Question : Qu’est-ce qui vous a conduite à chanter, écrire, composer ?

Kimka : 
Avant même de savoir parler, j’ai toujours aimé chanter ! C’est vraiment une manière de m’exprimer, dans les bons et les mauvais moments, que ce soit à l’hôpital, à l’école ou chez moi. Un jour, alors que j’étais en apprentissage de réceptionniste qui ne me passionnait pas du tout, une amie en voyage à Paris a vu le Téléthon, et remarqué que des jeunes se faisaient parrainer par des artistes, elle m’a conseillé de faire pareil. J’appréciais la chanteuse Kareen Antonn, je lui ai demandé de me parrainer. Avec beaucoup de chance et de hasard, j’ai pu la rencontrer, elle a accepté et pour le Téléthon Suisse, on a enregistré un premier titre, « Quand on veut on peut« , ma devise, et on l’a chanté à Montreux. Depuis ce jour-là, c’est devenu une évidence ! J’ai arrêté l’apprentissage pour me consacrer entièrement à la musique, au chant, pas seulement pour chanter, mais aussi montrer que ce n’est pas parce qu’on a un handicap qu’on ne peut pas réaliser ses rêves et vivre de sa passion. J’ai commencé à écrire des textes sans forcément les mettre en musique, je venais d’avoir 18 ans. Kareen Antonn a aimé mon premier texte, « Marcher dans son coeur« , elle a proposé qu’on fasse une deuxième chanson pour le Téléthon, au profit duquel on a édité un CD. Après j’ai eu la chance de rencontrer Orianne Collins, de la Fondation Little Dreams qui permet à de jeunes talents handicapés ou valides de se réaliser au travers de leur passion, dont des jeunes handicapés qui pratiquent les arts martiaux. J’ai eu envie de créer une chanson pour eux, « No difference« , pour faire tomber de nouvelles barrières entre personnes handicapées et valides. Maintenant, c’est ma vie. No difference est devenu une association et je chante avec ces karatékas lors de démonstrations sportives.

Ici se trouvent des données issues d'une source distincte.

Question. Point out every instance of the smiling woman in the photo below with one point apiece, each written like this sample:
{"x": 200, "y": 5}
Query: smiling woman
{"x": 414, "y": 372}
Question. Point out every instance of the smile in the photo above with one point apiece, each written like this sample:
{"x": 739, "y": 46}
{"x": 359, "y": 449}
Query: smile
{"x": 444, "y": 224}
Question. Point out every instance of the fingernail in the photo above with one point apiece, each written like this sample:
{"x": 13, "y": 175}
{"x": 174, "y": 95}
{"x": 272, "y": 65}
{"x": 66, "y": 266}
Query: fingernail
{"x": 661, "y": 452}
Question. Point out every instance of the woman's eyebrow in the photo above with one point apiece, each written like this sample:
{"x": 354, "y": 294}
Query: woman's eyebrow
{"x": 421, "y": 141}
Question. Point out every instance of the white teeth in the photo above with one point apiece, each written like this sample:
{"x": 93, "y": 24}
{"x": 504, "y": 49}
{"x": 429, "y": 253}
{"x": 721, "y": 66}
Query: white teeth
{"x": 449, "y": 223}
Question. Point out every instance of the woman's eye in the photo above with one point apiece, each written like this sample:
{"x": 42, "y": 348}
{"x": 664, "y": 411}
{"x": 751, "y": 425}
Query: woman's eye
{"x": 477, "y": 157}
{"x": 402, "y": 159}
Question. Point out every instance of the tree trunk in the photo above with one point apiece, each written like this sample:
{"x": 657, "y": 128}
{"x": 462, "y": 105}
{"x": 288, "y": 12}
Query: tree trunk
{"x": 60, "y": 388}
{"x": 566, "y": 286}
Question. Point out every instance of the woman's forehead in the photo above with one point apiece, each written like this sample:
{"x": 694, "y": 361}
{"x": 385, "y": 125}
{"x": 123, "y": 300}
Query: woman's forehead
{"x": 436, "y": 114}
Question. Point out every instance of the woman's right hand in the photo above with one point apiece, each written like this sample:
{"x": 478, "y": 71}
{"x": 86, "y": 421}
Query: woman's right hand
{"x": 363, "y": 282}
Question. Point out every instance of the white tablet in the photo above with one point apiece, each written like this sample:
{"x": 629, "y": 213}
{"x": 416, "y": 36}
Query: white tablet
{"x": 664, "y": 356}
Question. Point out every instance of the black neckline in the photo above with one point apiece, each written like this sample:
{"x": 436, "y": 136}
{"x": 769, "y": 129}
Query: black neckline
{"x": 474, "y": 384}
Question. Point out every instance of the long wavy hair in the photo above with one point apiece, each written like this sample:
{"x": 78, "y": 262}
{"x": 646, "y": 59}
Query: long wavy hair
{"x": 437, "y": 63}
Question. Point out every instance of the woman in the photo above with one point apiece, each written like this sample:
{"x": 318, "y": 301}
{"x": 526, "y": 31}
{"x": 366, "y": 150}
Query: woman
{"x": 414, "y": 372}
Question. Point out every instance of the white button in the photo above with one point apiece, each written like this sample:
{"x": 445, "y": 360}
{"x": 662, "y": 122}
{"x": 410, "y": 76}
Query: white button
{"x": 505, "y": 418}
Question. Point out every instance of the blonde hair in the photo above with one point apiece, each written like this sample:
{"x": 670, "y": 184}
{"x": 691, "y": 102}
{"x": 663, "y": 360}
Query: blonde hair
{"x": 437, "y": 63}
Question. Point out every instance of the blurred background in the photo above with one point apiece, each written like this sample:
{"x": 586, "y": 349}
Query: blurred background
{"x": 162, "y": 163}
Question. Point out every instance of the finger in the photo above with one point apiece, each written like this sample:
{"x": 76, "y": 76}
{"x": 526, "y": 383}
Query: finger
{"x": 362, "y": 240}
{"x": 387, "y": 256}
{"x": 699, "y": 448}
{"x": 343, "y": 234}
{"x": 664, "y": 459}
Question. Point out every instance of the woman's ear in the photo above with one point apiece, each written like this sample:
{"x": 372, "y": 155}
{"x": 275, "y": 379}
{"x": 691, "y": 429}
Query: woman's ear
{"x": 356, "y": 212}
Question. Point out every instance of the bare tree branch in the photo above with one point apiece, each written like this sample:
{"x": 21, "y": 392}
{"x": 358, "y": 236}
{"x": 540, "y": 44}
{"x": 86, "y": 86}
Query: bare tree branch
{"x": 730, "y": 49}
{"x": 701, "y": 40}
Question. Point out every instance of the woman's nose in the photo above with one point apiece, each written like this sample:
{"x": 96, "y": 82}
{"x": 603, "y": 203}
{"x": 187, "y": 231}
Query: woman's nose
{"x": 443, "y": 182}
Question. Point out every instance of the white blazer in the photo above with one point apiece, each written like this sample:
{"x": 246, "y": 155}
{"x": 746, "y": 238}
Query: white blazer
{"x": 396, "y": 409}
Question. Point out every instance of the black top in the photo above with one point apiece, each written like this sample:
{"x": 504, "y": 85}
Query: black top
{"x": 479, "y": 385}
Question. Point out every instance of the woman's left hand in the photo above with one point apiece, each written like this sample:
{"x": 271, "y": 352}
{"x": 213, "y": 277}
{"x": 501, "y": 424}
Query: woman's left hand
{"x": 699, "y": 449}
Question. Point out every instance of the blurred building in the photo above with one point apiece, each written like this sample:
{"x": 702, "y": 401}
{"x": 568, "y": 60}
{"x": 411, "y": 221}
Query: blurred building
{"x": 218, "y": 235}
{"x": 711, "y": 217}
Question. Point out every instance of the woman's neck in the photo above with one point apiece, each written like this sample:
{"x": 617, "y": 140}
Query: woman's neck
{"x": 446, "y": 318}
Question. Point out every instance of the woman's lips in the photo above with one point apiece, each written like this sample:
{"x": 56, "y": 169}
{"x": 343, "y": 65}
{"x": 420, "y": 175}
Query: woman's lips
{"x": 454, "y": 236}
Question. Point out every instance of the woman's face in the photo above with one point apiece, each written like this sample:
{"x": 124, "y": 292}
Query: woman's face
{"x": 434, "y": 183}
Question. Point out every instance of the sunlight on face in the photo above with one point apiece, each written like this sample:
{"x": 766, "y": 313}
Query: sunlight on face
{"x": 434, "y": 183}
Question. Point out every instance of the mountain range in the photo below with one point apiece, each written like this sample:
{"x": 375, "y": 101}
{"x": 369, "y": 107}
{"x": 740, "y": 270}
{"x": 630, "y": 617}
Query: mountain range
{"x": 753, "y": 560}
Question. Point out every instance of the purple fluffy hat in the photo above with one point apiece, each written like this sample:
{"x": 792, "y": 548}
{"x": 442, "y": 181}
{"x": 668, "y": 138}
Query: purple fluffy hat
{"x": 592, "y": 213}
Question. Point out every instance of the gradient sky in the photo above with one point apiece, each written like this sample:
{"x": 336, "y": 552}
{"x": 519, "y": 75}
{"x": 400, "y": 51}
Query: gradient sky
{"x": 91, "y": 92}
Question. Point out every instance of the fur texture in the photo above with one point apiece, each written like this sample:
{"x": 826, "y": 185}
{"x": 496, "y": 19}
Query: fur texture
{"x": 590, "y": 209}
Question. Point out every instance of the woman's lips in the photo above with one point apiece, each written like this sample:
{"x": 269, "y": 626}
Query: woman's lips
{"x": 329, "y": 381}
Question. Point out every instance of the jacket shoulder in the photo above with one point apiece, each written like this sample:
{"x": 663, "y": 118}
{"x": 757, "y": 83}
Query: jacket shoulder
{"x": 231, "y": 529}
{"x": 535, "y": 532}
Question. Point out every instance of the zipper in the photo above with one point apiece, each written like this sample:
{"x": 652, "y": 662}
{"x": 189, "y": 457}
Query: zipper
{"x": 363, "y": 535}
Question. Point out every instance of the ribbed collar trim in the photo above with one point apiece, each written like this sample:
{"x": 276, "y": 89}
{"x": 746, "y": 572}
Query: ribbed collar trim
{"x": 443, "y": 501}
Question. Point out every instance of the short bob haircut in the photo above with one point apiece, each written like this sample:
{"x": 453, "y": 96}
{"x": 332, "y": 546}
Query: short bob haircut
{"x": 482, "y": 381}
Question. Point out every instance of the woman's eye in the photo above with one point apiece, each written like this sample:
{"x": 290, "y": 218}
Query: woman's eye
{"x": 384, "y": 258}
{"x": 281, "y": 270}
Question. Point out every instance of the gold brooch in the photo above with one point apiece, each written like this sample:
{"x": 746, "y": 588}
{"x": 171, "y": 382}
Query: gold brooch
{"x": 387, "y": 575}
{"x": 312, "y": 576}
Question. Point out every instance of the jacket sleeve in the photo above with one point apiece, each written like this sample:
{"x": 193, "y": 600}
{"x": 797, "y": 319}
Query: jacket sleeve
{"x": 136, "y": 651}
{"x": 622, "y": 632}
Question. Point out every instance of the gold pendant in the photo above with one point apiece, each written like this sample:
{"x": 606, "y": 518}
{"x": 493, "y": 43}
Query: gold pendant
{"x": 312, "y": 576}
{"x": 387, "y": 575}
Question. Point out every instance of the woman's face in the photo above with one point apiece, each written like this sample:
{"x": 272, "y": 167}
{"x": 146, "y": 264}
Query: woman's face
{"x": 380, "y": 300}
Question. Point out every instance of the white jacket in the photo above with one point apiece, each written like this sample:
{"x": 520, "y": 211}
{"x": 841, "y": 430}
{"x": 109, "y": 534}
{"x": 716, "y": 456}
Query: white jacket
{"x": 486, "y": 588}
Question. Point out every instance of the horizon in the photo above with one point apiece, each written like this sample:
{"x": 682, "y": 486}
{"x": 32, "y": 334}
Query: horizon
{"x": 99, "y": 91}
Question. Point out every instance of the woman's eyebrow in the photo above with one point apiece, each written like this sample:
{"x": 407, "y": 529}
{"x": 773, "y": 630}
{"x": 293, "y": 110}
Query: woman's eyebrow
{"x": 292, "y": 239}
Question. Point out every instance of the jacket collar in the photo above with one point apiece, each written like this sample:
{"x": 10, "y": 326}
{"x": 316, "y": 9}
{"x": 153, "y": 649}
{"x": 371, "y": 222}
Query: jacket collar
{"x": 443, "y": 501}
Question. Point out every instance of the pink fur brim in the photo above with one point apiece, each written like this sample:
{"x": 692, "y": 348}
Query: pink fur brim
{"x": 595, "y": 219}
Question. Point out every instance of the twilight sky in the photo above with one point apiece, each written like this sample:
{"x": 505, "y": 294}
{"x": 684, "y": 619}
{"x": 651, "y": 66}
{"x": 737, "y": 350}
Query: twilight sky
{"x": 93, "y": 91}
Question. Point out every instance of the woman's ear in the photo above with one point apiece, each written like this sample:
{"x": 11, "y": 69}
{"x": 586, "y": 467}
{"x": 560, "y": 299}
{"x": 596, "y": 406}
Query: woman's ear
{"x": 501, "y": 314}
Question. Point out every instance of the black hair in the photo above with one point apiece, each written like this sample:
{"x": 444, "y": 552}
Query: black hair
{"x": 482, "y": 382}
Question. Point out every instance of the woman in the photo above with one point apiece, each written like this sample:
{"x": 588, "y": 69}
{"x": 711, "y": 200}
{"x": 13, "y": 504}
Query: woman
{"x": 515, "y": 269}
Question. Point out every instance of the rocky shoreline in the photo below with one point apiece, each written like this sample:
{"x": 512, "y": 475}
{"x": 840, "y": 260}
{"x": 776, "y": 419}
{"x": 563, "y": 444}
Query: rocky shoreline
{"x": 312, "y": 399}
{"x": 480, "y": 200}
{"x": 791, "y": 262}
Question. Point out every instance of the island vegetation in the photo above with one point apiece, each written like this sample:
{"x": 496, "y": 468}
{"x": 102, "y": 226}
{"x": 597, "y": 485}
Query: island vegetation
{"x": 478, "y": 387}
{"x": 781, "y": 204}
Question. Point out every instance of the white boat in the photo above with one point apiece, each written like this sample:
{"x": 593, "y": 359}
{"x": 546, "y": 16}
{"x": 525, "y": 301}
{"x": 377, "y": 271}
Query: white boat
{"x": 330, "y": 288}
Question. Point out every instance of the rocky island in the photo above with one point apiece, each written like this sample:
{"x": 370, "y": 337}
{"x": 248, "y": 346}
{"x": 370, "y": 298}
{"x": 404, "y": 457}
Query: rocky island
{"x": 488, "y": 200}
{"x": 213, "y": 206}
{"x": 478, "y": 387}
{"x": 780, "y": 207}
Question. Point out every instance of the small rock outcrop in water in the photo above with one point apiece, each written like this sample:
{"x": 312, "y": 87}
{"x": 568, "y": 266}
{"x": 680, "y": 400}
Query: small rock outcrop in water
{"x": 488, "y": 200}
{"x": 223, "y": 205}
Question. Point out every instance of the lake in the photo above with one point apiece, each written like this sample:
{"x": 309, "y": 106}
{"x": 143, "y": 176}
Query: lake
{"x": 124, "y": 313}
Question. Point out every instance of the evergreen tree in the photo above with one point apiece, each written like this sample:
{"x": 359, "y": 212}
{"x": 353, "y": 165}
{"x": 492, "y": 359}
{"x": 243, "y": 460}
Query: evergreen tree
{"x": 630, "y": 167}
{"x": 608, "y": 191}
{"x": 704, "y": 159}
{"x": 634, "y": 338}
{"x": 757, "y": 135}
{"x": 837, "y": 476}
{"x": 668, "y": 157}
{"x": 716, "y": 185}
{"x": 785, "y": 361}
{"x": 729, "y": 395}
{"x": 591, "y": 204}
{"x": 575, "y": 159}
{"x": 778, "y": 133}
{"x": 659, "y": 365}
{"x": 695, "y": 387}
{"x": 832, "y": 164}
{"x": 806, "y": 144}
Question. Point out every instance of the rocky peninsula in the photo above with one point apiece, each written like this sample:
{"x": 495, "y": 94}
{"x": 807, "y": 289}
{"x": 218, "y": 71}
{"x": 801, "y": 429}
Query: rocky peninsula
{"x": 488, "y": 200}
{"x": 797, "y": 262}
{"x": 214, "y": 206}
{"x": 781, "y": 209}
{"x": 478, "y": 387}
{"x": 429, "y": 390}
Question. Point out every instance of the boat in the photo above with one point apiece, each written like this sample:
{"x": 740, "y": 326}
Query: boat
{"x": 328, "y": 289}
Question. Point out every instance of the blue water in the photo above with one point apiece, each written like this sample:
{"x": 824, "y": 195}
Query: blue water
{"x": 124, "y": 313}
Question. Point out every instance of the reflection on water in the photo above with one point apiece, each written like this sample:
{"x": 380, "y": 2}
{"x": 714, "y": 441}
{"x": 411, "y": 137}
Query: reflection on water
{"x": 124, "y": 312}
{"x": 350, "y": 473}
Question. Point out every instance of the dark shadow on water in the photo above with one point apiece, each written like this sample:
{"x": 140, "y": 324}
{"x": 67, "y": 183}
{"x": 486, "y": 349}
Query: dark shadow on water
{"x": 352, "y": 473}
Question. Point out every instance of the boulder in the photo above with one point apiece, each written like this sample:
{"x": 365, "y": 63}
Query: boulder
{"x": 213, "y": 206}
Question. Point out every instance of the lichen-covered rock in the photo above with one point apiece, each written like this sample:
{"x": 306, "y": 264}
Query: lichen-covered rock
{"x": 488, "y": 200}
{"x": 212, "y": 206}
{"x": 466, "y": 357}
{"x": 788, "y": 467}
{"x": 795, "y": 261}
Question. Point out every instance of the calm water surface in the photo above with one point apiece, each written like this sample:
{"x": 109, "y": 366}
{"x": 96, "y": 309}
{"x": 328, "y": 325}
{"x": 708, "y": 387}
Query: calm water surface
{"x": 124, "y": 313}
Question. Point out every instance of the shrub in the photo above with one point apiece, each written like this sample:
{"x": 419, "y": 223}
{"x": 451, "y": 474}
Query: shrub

Question : Vous vous définiriez comme une chanteuse professionnelle ?

Kimka : Je pense que oui, parce que je ne fais que ça depuis douze ans. On peut parler de profession quand la passion devient la chose la plus importante dans la vie d’une personne. Chanter est avant tout une passion, et une passion peut devenir un métier quand on en vit. Pas financièrement, mais je vis de cette passion tous les jours !

Question : Comment combinez-vous en Suisse Romande le fait d’être chanteuse professionnelle et de toucher une rente invalidité ?

Kimka : En fait, ce n’est pas un problème parce que je ne touche pas d’argent. Mon but n’est pas d’être rémunérée, c’est de soutenir des causes. Pour moi, c’est quelque chose de positif de dire que je ne suis pas rémunérée. L’argent que je reçois, des dons ou pour la vente de CD, je le reverse à des associations que je soutiens.

Question : Quel est votre quotidien, vos passions, vos envies ?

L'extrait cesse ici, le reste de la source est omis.